Come! disse Taddeo, Carlo? davvero?
Povero Carlo, è tanto amico mio!
Per me ci vada pur senza mistero,
E tanto meglio se ci sono anch’io.
Ma eh? che capo ameno che è Carlo!
Fa bene Veneranda a carezzarlo.
Così di mese in mese e d’anno in anno
Amandosi e vivendo lemme lemme,
È certa, cara mia, che camperanno
A dieci doppi di Matusalemme.
E noi col nostro amore-agro e indigesto
Invecchieremo, creperemo, e presto.
O pace santa! o nodo benedetto!
Viva la Veneranda e il suo tesoro!
Ma in somma delle somme, io non t’ho detto
Come andò che s’intesero tra loro:
Se non l’ho detto, te lo dico adesso;
Dirtelo o prima o poi, tanto è lo stesso.
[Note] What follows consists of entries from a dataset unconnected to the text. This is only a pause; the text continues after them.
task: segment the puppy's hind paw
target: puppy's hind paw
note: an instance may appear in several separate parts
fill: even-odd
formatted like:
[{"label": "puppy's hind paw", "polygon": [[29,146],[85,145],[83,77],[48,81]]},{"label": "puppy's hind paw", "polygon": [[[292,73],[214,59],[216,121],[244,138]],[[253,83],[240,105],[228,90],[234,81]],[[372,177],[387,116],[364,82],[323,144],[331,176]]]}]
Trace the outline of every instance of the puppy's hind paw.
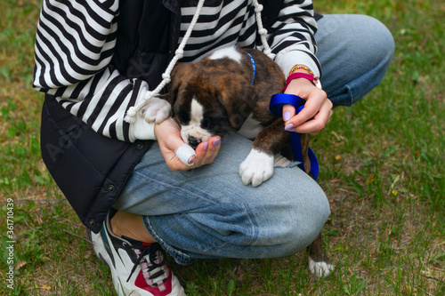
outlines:
[{"label": "puppy's hind paw", "polygon": [[271,178],[273,174],[273,156],[255,149],[239,165],[239,176],[244,185],[252,183],[257,187]]},{"label": "puppy's hind paw", "polygon": [[309,271],[317,277],[328,276],[334,270],[334,266],[329,262],[315,262],[309,257]]},{"label": "puppy's hind paw", "polygon": [[154,97],[141,108],[140,115],[149,124],[159,124],[170,116],[172,106],[168,101]]}]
Erano tutti e due del vicinato,
Piccioni della stessa colombaia;
E ciascuno nel mondo avrà notato
Che Dio fa le persone e poi l’appaia;
Che l’amore e la tosse non si cela,
Che vicinanza è mezza parentela.
Veneranda era vedova di poco;
Taddeo, scapolo, ricco e ben veduto;
E una volta, a proposito d’un cuoco,
V’era corso un viglietto ed un saluto:
Ma fino a lì, da buoni conoscenti,
La cosa era passata in complimenti.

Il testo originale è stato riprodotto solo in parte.